There is no denying that the early summer was a very challenging time and the vineyard teams worked their fingers to the bone fighting the mildew attacks. Merlot was worst affected and so we see lower percentages of this variety in many of the Left Bank wines.
By mid August the weather turned for the better. Temperatures soared and the heatwave remained throughout September. This wonderful period of weather in late summer was a godsend and a just reward for the trials and tribulations of May and June. It ensured the grapes ripened and attained a very good phenolic ripeness too. Patience was required however, as the ripening period was uneven with picking dates varying from plot to plot. It was one of the longest harvests on record, starting in early September and continuing well into October.
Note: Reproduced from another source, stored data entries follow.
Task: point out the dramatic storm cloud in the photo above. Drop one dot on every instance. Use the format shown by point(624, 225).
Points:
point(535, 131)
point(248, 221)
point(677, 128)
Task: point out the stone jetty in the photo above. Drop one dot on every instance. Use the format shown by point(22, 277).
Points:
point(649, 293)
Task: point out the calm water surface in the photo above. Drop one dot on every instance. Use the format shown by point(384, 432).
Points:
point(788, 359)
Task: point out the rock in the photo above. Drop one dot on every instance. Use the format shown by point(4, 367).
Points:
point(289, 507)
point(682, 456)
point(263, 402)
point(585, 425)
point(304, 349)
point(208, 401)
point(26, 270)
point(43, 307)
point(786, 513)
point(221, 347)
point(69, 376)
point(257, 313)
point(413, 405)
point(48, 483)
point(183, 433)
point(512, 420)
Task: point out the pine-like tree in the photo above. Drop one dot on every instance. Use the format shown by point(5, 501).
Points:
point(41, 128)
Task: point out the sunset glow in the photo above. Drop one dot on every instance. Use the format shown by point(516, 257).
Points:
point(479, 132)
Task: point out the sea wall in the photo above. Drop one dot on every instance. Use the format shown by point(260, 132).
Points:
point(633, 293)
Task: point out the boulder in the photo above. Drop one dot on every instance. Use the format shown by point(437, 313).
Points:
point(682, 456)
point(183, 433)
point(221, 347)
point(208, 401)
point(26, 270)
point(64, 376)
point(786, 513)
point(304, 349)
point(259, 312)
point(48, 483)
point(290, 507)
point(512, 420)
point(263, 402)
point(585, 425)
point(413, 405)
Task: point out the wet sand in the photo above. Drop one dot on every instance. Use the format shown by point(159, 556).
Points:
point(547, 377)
Contrary to initial reports, a lot of wine was produced in 2023, especially in the prestigious appellations where the wealthy Grand Cru Classes are well equipped to deal with the challenging conditions. The average yield in St Julien was 52hl/ha with Pauillac and St Estephe similar. Only Margaux came up short with an average of 38hl/ha. This is very much a heterogenous vintage, but that is the traditional beauty of Bordeaux.
Overall 2023 is a good vintage. As you would expect, there is variation between producers and some wines are light on the mid palate and lacking underbelly.
However, there were some lovely wines and indeed some exceptionally good wines produced. The traditional Claret lover will be pleased to see a classic vintage style, concentrated berry fruits with balance and freshness, and alcohol levels curtailed. Gruaud Larose has come in at 12.62% - and what an excellent wine it is. The tannin structures are very good, with many wines showing similar levels to the 2022 vintage, so they will age well too.
Turning to the Right Bank we tasted some delicious Merlot and Cabernet Franc blends, with a greater balance and freshness than recent years due to more normal yields. We particularly liked the wines of Pomerol and there are some exceptional value wines from Lalande de Pomerol and Montagne St Emilion.
And finally back to my initial statement when I highlighted the fact that this will be a very early and busy campaign. Over the last year the market for Bordeaux wines has changed. China aren’t buying and interest rates have returned, certainly for now, to more normal levels. Economic and political uncertainty is higher than it has been for many years. The Bordelais know they have to make a big effort – and based on our conversations with Chateaux owners and negociants alike, we believe they will. The higher prices of recent years have reflected the lower harvest yields and increased worldwide demand, particularly from Asia. We could be looking at some welcome price reductions. ‘About time’ I hear you say!